Dopo 41 anni e 5 mesi, nel maggio 2006 la
magistratura di Trento ha riconosciuto l'esistenza e la gravità di quella
malattia rara che nessuna altra istituzione o persona singola della provincia di
Trento ancora mi riconosce, e per negare la quale mi perseguita.
Natale Marzari
Il polipeptide MTND6 comprende una sequenza continua codificante di 524 nps.
Il gene non contiene
introni, inizia con la metionina AUG del codone di inizio e finisce con un
codone UCG il quale è stato proposto come segnale di
stop. Il mRNA ha una sequenza non codificante 3-prime la quale include1811 nps corrispondenti alla
sequenza codificante antisenso del MTND5 e può anche
estendersi attraverso i geni tRNALeu(CUN), tRNASer(AGY),
tRNAHis, e MTND4, finendo con un tRNAArg. E'
trascritto come una grande parte policistronica del trascritto del filamento L ed è fiancheggiato dalla fine del 5-prime
del tRNAGlu. Il processamento avviene al tRNAGlu e tRNAArg per dare stabilità al trascritto 3
del filamento L (Anderson
ed altri, 1981;
Ojala ed altri, 1981;
Attardi ed altri, 1982;
Montoya ed altri, 1981;
Wallace ed altri, 1994). Ulteriori processamento al tRNALeu(CUN) può dare un
mRNA equivalente in lunghezza al trascritto 5 per MTND5 del filamento H.
VARIAZIONI
Polimorfismi dei siti di restrizione sono stati
identificati alle seguenti posizioni nucleotidiche
per gli enzimi indicati (dove '+' = sito
guadagnante, '-' = sito perdente relativo alla sequenza di riferimento ,
Anderson ed altri, 1981): Alu I: -14304, +14322,
+14509; BamHI: -14258; Dde I: +14385, +14394,
-14608; Hae III: +14279; HincII: -14199,
+14648/15765; HinfI: +14268, -14368; Mbo I: -14259,
+14279; Msp I: +14567;; Rsa I: +14347; Taq I:
+14050/14366, +14168 (Wallace
ed altri, 1994).
Sono state riportate
numerose varianti alleliche per MTND6, la maggior parte associate con la neuropatia ottica
ereditaria di Leber (LHON): MTND6*LHON14484C (516006.0001),
MTND6*LDYT14459A (516006.0002),
e MTND6*LDYT14596A (516006.0003).
Ravn ed altri (2001) identificarono una mutazione,
MTND6*MELAS14453A (516006.0005),
associata con la sindrome MELAS (54000).
Questo allele cambia la debolmente conservata
metionina all'amminoacido 64 in una valina (M64V). Viene
trovato in approssimativamente il 15% dei pazienti con atrofia ottica di Leber (LHON;
535000), ma non è stato osservarono nei controlli (meno del 0,4%).
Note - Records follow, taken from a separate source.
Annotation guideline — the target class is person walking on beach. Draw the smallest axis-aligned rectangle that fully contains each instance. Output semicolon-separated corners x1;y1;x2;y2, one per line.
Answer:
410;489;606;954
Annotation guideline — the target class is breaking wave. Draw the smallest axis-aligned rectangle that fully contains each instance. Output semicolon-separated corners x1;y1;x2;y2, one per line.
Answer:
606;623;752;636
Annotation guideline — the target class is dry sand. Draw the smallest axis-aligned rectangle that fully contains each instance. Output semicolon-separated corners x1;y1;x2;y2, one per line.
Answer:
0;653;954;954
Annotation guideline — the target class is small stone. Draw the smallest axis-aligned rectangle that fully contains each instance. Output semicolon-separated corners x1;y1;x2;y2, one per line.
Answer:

Generalmente si trova in associazione con altre mutazioni LHON. In una grande
linea ereditaria australiana che manifestava la LHON ed una malattia
neurologica, questo allele venne trovato insieme
con MTND1*LHON4160C (516000.0002).
Nella maggior parte delle altre linee ereditarie, l'allele MTND6*LHON14484C si trova insieme con MTND5*LHON13708A (516005.0001)
nella maggior parte delle linee ereditarie con la LHON, MTCYB*LHON15257A (516020.0001)
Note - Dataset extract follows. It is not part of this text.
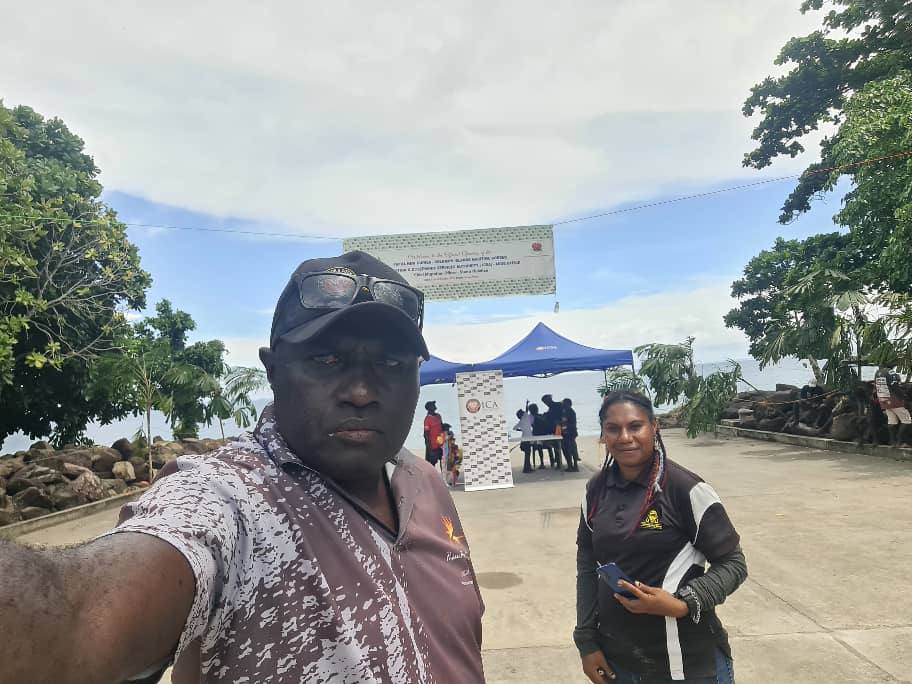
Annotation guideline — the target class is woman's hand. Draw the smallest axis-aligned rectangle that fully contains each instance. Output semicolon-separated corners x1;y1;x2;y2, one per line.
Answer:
614;580;689;618
582;651;615;684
o MTND1*LHON3394C (516000.0004)
in un sottoinsieme di questi, e MTCYB*LHON15812A (516005.0001)
e in un caso MTND2*LHON5244A (516001.0002)
in un sottoinsieme delle linee ereditarie MTCTB*LHON15257A. La linea ereditaria
MTND6*LHON14484C + MTND1*LHON4160C è
omoplasmica, con il 76% dei parenti materni
colpiti, dei quali il 54% sono maschi. In un altra linea ereditaria
MTND1*LHON 4160C, le linee ereditarie MTND6*LHON14484C erano tutte omoplasmiche eccetto una, e
fra il 27 e l'80% di parenti materni erano affetti, ed il 68%
di questi erano maschi. I pazienti con questa mutazione
hanno una insolitamente alta predisposizione al recupero
visivo (37%) (Brown
ed altri, 1992; 20,19:Johns ed altri, 1992,
1993;
Mackey e Howell, 1992).
Brown ed altri (1997) dimostrarono che la
mutazione 14484T-C, rende improbabili le altre 2 mutazioni
primarie LHON (3460 e 11778), non è distribuita nei filogeni in proporzione alla frequenza dei maggiori aplogruppi caucasici mtDNA trovati in nord
America.
E' stato dimostrato che la mutazione 14484T-C si trovava nel retroterra dell'aplogruppo
J più frequentemente di quanto ci si aspettasse, coerente con l'osservazione che
approssimativamente il 75% dei pazienti LHON nel mondo positivi per la 14484T-C
si trovano in associazione con l'aplogruppo
J. Anche la mutazione 11778 (516003.0001)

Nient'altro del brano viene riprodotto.